Zorse is a new open source dataset tool that aims to train and evaluate large language models for mainframe programming languages, like COBOL.
Large Language Models (LLMs) are a type of artificial intelligence (AI) that are trained on large amounts of text data and use machine learning techniques to understand and generate human language. LLMs are based on deep learning architectures, and use a set of neural networks to extract meaning from text and understand the relationships between words and phrases.
Specifically with mainframes, LLMs perform comparatively poorly at reading and writing mainframe code because there is very little data for them to train on. AI coding assistants are less useful for mainframe developers. In fact, LLMs are considerably worse at programming tasks on mainframe languages than modern ones.
Zorse aims to solve these challenges by collecting a large dataset to improve LLM’s ability to understand and write mainframe code. The project will also create an evaluation tool to measure the performance of LLMs on mainframe programming tasks.Ultimately, this will help build AI coding tools that will boost the productivity of mainframe software engineers.
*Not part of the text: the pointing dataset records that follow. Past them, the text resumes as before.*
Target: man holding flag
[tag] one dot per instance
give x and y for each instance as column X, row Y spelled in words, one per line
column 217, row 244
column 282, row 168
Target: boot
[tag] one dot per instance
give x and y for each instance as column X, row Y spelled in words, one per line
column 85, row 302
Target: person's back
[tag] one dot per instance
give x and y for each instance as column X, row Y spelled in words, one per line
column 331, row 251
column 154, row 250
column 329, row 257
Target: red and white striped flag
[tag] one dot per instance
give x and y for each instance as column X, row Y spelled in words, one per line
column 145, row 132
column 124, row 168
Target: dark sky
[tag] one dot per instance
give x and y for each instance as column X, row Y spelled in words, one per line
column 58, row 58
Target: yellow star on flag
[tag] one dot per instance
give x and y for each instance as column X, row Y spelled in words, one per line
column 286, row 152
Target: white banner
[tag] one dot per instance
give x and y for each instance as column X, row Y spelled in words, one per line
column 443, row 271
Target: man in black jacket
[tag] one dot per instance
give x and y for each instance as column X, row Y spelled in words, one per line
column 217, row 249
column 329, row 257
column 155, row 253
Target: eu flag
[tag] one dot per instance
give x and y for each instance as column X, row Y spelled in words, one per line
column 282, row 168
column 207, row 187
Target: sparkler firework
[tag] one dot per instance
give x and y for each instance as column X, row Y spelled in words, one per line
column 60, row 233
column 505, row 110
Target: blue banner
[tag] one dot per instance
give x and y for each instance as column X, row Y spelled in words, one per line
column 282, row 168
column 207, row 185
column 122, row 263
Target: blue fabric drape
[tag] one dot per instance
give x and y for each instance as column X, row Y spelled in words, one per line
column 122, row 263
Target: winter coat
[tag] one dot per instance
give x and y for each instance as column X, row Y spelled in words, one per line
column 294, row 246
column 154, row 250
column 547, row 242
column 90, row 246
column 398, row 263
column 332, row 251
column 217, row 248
Starting with a collection of permissively licensed code, Zorse will collect the source code of decommissioned mainframe systems, building a dataset on which to train LLMs.
The Zorse Project also aims to measure the ability of LLMs to read and write mainframe languages. The project will release an evaluation benchmark for COBOL called COBOLEval.
Zorse will work closely with Open Mainframe Project’s COBOL Programming Course and COBOL Check, which offers a great opportunity to blend education and practical testing for modernizing and maintaining legacy systems.